An Asian network of election monitors is urg­ing the government to take quick action to stem the violence and intimidation it says have marred the run-up to Sunday’s commune elections.

These concerns and others were outlined in a generally critical report released Monday as 60 short-term election monitors ar­rived in Cambodia.

The Asian Network for Free Elections, which has had nine election monitors in Cam­bo­dia since Dec 24, wrote in its cam­paign observation report that it is “concerned at the political climate” leading up to the Feb 3 ballot.

“We have serious concerns about the trend of violence [against commune election candidates and activists] before the up­coming commune elections, and urge all political parties and organizations to pay attention to the threats of intimidation and violence,” said Somsri Berger, An­frel election monitoring program co­ordinator.

Anfrel’s monitors come from 17 nations, including Indonesia, the Philippines and Thailand, and are familiar with problems facing South­east Asian countries during an election, Berger said.

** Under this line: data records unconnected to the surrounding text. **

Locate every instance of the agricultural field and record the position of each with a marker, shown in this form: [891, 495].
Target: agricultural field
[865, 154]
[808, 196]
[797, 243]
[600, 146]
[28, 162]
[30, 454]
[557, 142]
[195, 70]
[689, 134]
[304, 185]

Anfrel co-chief Joe Alexandre “Xa­nana” Gusmao will be arriving Sa­turday to monitor the election. Gusmao is the East Timorese in­de­pendence leader and presidential hopeful in his own country’s Ap­ril elections.

Anfrel is closely monitoring the neutrality and impartiality of the National Election Committee. “It is difficult for the NEC to be neutral because they are with the go­vernment,” Berger said.

Local candidates were sharply criticized for “failing to address local issues in their campaigns.” The campaigns are being “run as though this was a general election. [We] couldn’t find any locally made campaign materials; all materials provided to candidates have generalized the issues,” said Kang Iong Niam, a Malaysian mo­nitor who has been to Pailin. “We get the feeling that local leaders hardly have any speeches or proposals of their own,” he said, adding that all written ma­terials have been provided by their re­spective parties.

The report charged that the commune and provincial election committees are not doing enough to “uphold the election law” and were biased toward the existing commune leadership.

The report added that Anfrel was concerned about “continuing cases of intimidation, the distribution of money and gifts in attempt to buy voter loyalty and the in­volvement of government officials in campaign activities.”

Most people know how to vote but are not equipped to “make an informed choice,” the report said.